I want to get a specific text from a text.
TEXT
test="<!DOCTYPE html PUBLIC "-//W3C//DTD HTML 4.0 Transitional//EN" "http://www.w3.org/TR/REC-html40/loose.dtd"><html><body><div dir="ltr"><p>test test test</p<p><ahref="https://test.com/users/confirmationconfirmation_token=XXXXXX">https://test.com/users/confirmation?confirmation_token=XXXXXX</a></p>
<p>Link ile ilgili sorun yaşıyorsanız, kopyalayıp tarayıcınıza da yapıştırabilirsiniz.</p><p>Saygılarımızla,</p<p>test test test</p></div></body></html>"
this code is string variable. not html
i want to get this text "https://test.com/users/confirmation?confirmation_token=XXXXXX" but (token=XXXXXX) this part changes every time.

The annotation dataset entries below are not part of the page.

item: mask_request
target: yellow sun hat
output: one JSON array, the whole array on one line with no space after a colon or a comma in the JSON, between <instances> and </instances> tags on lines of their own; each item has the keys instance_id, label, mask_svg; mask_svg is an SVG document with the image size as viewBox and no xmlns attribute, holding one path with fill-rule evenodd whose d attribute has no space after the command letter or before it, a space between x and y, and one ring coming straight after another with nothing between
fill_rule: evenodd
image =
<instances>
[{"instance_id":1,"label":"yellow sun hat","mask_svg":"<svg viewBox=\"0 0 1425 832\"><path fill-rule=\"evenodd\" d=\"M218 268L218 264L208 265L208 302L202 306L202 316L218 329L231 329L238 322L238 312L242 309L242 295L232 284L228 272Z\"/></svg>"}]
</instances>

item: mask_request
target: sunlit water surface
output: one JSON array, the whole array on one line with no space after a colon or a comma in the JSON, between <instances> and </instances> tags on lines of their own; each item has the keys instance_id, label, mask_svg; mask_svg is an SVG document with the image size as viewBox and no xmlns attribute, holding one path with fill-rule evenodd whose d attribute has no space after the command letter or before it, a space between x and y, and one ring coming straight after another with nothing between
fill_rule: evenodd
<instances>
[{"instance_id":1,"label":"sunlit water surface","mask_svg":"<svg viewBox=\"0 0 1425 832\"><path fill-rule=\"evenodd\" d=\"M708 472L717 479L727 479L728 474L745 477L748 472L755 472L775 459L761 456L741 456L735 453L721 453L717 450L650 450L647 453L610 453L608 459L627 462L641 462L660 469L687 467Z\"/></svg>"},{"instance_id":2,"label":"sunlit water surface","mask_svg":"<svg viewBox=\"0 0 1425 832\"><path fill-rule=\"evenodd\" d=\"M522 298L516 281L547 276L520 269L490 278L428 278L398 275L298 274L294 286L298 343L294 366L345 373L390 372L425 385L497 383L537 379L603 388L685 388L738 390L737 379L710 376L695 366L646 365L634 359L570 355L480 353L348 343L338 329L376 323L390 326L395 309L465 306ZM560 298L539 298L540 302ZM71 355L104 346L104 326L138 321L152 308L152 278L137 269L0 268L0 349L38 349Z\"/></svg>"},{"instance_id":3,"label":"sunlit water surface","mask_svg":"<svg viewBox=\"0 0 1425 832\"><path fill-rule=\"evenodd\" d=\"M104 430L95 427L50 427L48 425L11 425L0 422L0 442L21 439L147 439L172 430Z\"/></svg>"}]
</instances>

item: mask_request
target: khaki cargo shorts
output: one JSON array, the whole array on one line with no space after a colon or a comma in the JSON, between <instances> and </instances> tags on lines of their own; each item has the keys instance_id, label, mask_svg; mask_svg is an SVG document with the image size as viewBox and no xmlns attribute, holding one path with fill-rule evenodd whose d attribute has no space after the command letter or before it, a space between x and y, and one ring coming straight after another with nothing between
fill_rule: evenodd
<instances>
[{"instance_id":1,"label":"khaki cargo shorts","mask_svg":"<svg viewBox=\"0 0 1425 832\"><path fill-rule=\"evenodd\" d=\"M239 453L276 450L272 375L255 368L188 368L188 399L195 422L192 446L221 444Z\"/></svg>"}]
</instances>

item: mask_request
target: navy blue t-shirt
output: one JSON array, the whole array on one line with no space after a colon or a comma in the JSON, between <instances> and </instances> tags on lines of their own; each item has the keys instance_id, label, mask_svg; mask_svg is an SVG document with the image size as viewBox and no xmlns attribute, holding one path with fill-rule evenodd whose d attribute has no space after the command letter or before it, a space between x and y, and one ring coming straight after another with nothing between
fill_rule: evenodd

Can I get only the text I mentioned above with any method? Even though I only take the xxxxx part it's enough for me
CodePudding user response:
SOLUTİON
from bs4 import BeautifulSoup as bf
x = response['items']['body']
soup = bf(x,'html.parser')
soup.body.a.text
CodePudding user response:
You can use regular expressions to solve your problem
import re
test = """<!DOCTYPE html PUBLIC "-//W3C//DTD HTML 4.0 Transitional//EN" "http://www.w3.org/TR/REC-html40/loose.dtd"><html><body><div dir="ltr">
<p>test test test</p<p><ahref="https://test.com/users/confirmationconfirmation_token=XXXXXX">https
://test.com/users/confirmation?confirmation_token=XXXXXX</a></p>
<p>Link ile ilgili sorun yaşıyorsanız, kopyalayıp tarayıcınıza da yapıştırabilirsiniz.</p><p>S
aygılarımızla,</p<p>test test test</p></div></body></html>"""
pattern = 'confirmation_token=(.*?)<'
find_list = re.findall(pattern, test)
print(find_list)
"""
['XXXXXX']
"""